Monday, 10 September 2012

Carry On Camping


I love camping. There’s something about sleeping under canvas, being freezing cold yet lying in a pool of your own sweat, trying to get comfy in a twisted sleeping bag and of course the inevitable wee roulette (do I absolutely have to go outside and walk for 2 miles through the elements to get to the toilet or can I hold off until the morning?) that I find really exciting.

So as the weather was fine this weekend, I decided the kids and I would camp out in the garden together. It came in a flash of inspiration. It’s totally free and what could be more exciting to a three and a five year old than getting close to nature and sleeping under the stars? I was a little nervous, I have only just got used to sleeping in the house alone at night, how would I fare being outside? But the kids were excited so I was determined to be brave.

I spent the daytime working in the garden. I have recently admitted to myself that far from the Barbara from the Good Life I had expected to be, I actually do not enjoy gardening very much. I can appreciate gardens when the weather is nice but the rest of the time they just seem to be a drain on resources and energy. Because of that my garden looks like the outside of a trailer park, discarded and broken toys litter the “lawn”, patches of rough ground, untended plants and a jungle burying the vegetable planters The Dad had kindly put in for me. So, in a bid to stop dragging down the house ceiling price of the road, I painted a couple of ugly walls, while the kids begged me to hurry up so they could put the tent up. Kids Auntie came round for a cuppa so I asked her to help them erect it, to get them off my back while I was otherwise engaged (covered from head to toe in paint, perching precariously atop a step ladder, sloshing paint onto walls).

The tent had been festering in its bag for well over five years, and, given that it was my old festival tent and all manner of unsavoury activities had taken place in there, it didn’t smell particularly fragrant. But this didn’t seem to put the kids off, who excitedly got all their camping essentials, bedding, cuddly toys, a Ben and Holly magnifying glass (I have no idea) and my bedside clock and set it up ready for bed. After supper I read them a story and told them to go to sleep and that I would be outside until my bedtime when I would come into the tent and sleep in between them.

I suppose I should have added to the fun by staying in there with them. But at the end of the day I do need some time to myself to recover after a day unsuccessfully wrestling kids away from paintbrushes (and if I’m honest, I wanted to spend as little time in that stinky tent as possible). So I sat on the patio with a shandy and read my book. The children, unsurprisingly, did not settle. The tent from the outside looked like a cartoon bag of frantic cats. Son One eventually got sleepy, but Son Two (aged three) was far too excited to do anything other than play with his Action Man, loudly.

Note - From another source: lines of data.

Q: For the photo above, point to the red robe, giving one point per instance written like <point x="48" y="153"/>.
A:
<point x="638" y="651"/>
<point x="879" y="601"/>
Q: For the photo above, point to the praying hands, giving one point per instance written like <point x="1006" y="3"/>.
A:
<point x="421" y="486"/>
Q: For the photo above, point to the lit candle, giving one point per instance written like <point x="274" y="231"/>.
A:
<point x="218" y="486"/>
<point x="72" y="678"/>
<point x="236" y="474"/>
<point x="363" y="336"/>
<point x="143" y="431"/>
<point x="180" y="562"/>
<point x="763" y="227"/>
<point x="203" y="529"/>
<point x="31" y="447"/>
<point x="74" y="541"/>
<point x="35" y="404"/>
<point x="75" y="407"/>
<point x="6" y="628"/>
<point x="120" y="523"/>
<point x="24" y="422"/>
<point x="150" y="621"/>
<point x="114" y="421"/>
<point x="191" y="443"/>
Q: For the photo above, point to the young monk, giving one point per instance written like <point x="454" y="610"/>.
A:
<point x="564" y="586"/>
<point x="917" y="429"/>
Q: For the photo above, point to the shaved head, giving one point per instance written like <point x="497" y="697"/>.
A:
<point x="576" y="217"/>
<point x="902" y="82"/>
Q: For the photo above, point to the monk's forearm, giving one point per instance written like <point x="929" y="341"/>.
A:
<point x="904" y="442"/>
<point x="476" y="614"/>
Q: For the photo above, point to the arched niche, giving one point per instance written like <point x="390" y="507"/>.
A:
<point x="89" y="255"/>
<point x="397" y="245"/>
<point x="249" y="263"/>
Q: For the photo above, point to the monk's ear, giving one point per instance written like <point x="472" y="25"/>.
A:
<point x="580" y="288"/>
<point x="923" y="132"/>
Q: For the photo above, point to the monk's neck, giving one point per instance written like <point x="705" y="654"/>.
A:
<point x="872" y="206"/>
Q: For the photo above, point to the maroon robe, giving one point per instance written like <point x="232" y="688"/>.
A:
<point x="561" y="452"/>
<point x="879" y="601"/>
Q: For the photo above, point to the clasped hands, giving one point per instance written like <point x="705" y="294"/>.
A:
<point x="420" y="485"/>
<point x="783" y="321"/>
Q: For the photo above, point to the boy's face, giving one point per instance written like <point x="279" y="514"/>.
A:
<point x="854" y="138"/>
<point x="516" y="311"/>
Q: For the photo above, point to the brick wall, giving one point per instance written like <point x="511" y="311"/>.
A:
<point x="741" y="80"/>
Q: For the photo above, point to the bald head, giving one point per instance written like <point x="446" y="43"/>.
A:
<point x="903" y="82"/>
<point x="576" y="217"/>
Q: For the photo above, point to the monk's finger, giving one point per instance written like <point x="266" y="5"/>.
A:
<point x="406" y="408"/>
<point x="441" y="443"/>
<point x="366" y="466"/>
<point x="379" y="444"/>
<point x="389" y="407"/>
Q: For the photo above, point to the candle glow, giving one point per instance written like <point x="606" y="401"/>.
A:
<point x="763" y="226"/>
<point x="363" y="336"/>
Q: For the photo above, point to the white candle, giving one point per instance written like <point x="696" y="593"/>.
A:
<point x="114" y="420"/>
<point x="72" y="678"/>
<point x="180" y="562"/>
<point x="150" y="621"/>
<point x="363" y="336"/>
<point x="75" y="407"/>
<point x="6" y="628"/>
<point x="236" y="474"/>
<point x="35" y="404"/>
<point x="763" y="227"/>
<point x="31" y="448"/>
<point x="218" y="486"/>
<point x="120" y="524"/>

I started to get cold. So I lit a fire in our barbeque pit perched in the middle of the garden table, which warmed everything upwards from my eyebrows. At this point I was really hoping that they would get bored and want to go back inside, so that I could sit on my comfy sofa and watch X Factor. It began to get dark, and I was totally unprepared, so ended up reading my book by the light of a Lego wind up torch. Eventually it got so dark and so cold that I decided I may as well go to bed myself. At 8.45pm. So rock and roll for a Saturday night.

I squeezed in between the boys and realised why it had taken them so long to fall asleep. It was bloody uncomfortable. The two cushions I had used as a mattress had separated so that my head was off the ground, as were my hips and legs, but everything in between was lying on bare ground sheet. And I couldn’t sort it out without disturbing the kids. I had the wee roulette (I gambled and won, darting desperately into the house in the morning to relieve myself) and wrestled with my twisted sleeping bag. At one point Son Two woke up and complained that he was cold, grasped me round the neck and fell asleep strangling me. Son One woke up at 5am and complained that he was wet from the condensation drips falling from the walls of the tent, went out for a wee then returned to declare “I hate camping!” before falling back to sleep.

That afternoon Big Bro popped round for a cuppa, I proudly told him that we had camped out all night and I wasn’t even scared. “So did you like camping?” he asked Son One, “No. It was wet and horrible.” Son one replied. Still, least I enjoyed it.